« Des comportements discriminatoires qui persistent, des différences de perception majeures entre les femmes et les hommes, une libération de la parole encore insuffisante ». Telles sont les conclusions alarmantes du sixième baromètre Ipsos pour l’association Donner des elles à la santé rendu public le 5 juin. L’enquête a sondé 500 médecins hospitaliers, hommes et femmes exerçant dans les hôpitaux publics et privés, interrogés par internet entre le 18 février et le 13 mars. Malgré la vague #MeTooHopital lancée il y a un an, les agressions et propos sexistes font encore trop souvent partie du quotidien.
Commentaires sur le physique ou la tenue, remarques désobligeantes sur les compétences professionnelles, questions sur la vie privée, gestes inappropriés, pressions pour obtenir des faveurs, images et messages sexuellement explicites… La part de femmes rapportant des comportements de harcèlement moral, sexuel ou d’agression sexuelle de la part d’hommes médecins au sein de l’hôpital, collègues ou supérieurs hiérarchiques sur les douze derniers mois a bondi à 53 %, soit 14 points de plus que dans le précédent baromètre.
Les discriminations sexistes sont toujours récurrentes à l’hôpital public et dans les établissements privés. Près d’une femme médecin sur trois déclare avoir été discriminée « sur son lieu de travail » au cours des douze derniers mois parce qu’elle était une femme. 78 % des femmes médecins déclarent même avoir subi des discriminations liées à leur sexe au cours de leur carrière. Un sentiment de discrimination qui ne diminue qu’à partir du clinicat et sur la suite de la carrière, mais tout en restant élevé.
Au cœur des enjeux de carrière des médecins âgés de moins de 45 ans, la problématique des congés maternité et paternité. La prise en compte de ces congés a des conséquences sur le ralentissement de la carrière professionnelle, « un item en progression de 10 points chez les femmes », indique le baromètre. Près d’une sur dix s’est vu refuser une promotion impliquant davantage de responsabilité au motif de son sexe. Pis, « une sur trois s’est vu conseiller de ne pas prendre de congé maternité sur une période donnée », souligne le baromètre.
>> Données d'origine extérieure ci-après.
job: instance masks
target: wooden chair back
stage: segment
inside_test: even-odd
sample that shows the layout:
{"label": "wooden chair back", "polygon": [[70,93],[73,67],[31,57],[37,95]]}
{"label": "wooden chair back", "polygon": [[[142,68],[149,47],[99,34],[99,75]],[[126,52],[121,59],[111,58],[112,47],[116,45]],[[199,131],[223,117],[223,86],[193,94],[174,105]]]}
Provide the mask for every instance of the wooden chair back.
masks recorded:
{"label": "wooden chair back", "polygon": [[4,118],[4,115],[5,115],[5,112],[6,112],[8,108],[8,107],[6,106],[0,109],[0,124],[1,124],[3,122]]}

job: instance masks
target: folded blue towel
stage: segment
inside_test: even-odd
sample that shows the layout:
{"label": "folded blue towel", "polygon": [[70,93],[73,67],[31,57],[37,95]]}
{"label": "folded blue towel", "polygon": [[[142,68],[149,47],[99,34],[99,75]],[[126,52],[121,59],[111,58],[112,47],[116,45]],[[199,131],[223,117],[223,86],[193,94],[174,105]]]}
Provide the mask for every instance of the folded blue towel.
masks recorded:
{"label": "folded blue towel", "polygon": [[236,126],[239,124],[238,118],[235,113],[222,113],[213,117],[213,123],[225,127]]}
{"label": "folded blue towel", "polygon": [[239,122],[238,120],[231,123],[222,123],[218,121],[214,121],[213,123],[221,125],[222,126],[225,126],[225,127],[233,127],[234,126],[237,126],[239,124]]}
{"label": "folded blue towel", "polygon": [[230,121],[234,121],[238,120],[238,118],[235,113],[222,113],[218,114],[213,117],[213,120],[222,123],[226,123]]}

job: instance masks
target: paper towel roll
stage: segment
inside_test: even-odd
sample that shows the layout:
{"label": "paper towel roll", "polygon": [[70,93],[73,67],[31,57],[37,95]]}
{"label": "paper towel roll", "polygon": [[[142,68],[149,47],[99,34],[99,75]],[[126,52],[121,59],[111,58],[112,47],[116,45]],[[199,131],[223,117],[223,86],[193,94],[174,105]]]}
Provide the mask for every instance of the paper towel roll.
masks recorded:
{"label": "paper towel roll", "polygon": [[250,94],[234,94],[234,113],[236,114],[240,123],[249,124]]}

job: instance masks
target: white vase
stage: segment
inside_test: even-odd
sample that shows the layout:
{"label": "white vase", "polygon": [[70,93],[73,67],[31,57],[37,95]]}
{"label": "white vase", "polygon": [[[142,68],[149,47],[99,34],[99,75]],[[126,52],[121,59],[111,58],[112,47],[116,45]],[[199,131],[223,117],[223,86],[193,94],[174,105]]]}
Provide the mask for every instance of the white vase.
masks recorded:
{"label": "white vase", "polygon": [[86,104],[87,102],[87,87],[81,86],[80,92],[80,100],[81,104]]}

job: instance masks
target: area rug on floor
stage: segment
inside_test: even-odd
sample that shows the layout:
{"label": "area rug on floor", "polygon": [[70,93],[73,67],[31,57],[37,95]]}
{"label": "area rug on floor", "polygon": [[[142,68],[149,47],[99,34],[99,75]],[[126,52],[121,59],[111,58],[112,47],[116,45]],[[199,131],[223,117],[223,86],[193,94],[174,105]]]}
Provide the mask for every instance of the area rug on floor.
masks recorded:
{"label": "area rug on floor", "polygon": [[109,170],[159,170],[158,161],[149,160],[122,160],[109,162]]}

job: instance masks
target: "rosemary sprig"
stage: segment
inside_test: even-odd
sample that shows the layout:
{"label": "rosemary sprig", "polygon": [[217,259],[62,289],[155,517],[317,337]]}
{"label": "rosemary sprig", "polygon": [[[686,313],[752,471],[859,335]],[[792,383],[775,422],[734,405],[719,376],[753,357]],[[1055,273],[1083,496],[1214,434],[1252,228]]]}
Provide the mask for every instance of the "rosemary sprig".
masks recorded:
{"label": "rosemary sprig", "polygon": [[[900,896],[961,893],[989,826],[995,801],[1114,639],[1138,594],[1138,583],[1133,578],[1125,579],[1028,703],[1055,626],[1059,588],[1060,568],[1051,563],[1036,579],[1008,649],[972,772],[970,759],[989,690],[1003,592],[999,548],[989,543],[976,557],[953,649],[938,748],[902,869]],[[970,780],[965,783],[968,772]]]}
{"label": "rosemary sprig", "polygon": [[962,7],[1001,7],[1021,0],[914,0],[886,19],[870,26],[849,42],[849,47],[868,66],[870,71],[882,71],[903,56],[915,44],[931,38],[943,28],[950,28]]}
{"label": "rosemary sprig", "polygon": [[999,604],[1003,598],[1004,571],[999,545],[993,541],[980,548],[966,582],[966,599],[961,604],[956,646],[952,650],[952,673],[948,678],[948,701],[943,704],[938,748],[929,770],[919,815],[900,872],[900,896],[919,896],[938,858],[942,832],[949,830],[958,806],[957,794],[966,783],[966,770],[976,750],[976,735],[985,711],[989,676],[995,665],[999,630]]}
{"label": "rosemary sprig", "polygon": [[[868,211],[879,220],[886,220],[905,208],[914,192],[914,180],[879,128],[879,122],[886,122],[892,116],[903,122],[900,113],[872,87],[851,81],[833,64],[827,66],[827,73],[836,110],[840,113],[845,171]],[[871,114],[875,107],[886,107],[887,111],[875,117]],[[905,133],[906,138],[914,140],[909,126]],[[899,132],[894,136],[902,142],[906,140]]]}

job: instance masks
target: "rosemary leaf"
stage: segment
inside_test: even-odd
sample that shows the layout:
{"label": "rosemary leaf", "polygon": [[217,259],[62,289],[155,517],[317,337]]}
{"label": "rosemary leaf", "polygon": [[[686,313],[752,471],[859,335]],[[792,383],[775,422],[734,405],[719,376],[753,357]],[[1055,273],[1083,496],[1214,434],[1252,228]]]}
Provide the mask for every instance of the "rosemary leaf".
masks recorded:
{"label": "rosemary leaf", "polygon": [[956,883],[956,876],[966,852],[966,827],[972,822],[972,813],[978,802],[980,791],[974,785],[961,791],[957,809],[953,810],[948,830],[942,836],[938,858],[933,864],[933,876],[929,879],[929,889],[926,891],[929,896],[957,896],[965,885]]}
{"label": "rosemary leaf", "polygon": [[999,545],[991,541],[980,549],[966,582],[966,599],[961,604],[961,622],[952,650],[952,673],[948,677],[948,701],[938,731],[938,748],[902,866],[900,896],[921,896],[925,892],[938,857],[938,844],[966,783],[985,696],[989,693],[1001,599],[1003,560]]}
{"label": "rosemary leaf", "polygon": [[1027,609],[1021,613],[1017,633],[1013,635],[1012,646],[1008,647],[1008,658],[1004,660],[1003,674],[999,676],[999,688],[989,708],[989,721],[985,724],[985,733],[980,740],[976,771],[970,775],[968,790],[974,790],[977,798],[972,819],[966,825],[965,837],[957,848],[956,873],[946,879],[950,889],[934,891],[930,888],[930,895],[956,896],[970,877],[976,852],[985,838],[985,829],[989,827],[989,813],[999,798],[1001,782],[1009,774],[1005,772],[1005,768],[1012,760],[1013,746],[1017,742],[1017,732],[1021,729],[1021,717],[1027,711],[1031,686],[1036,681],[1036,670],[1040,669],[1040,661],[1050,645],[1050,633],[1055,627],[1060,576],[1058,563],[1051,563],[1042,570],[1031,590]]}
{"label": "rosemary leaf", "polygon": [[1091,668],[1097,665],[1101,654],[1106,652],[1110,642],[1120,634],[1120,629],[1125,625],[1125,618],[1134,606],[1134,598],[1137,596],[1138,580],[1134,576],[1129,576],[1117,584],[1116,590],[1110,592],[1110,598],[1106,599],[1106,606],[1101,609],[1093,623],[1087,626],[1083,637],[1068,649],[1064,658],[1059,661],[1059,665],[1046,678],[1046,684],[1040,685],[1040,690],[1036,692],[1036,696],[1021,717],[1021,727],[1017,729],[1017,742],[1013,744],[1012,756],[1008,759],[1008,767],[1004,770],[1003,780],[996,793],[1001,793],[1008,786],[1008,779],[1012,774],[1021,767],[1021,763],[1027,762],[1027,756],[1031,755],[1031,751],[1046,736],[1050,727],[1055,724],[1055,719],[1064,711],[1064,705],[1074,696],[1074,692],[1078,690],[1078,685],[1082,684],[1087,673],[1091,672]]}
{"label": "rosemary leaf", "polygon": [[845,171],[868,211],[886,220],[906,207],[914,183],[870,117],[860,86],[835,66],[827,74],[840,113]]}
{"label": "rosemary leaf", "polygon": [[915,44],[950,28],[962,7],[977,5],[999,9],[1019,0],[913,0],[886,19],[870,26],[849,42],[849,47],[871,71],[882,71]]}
Un impact fort sur la santé mentale
Malgré cette situation, la parole se libère peu – ou du moins pas assez. 56 % des victimes seulement ont osé parler à une personne, dont 36 % dans l’univers hospitalier. Moins d’une femme sur dix ose évoquer ces violences auprès de sa hiérarchie. Pourtant, les conséquences sont graves : 54 % des femmes concernées signalent un impact important sur leur santé, notamment sur le stress, le sommeil ou les émotions. Malgré cela, seules 2 % ont consulté un psychologue ou une psychiatre.

Le baromètre met aussi en lumière une divergence inquiétante entre la perception des femmes et celle de leurs collègues masculins. Là où les premières constatent une recrudescence des comportements discriminatoires, les seconds estiment qu’ils diminuent. Cet écart, parfois du simple au double, souligne l’ampleur du décalage vécu au sein même des équipes hospitalières.

Une mobilisation collective
Face à ces constats, Donner des elles à la santé appelle à « une mobilisation collective ». Elle accompagne déjà plus de 100 hôpitaux dans le lancement de leur démarche égalité (charte, indicateurs de suivi, mise en place d’actions, etc.). Début 2025, l’association a initié un programme de mentorat, qui permet de croiser les générations de médecins et travaillé sur l’organisation des carrières universitaires, la nomination aux postes à responsabilité et la lutte contre les violences sexistes et sexuelles. L’organisation compte aussi élargir son action aux personnels paramédicaux, également concernés. Pour sa présidente, la Dr Marie-France Olieric, la démarche d’égalité femmes-hommes à l’hôpital doit se poursuivre « sans relâche ». « Il en va de l’efficacité de ce système, de la performance de nos établissements, de leur efficience et de leur attractivité » conclut-elle.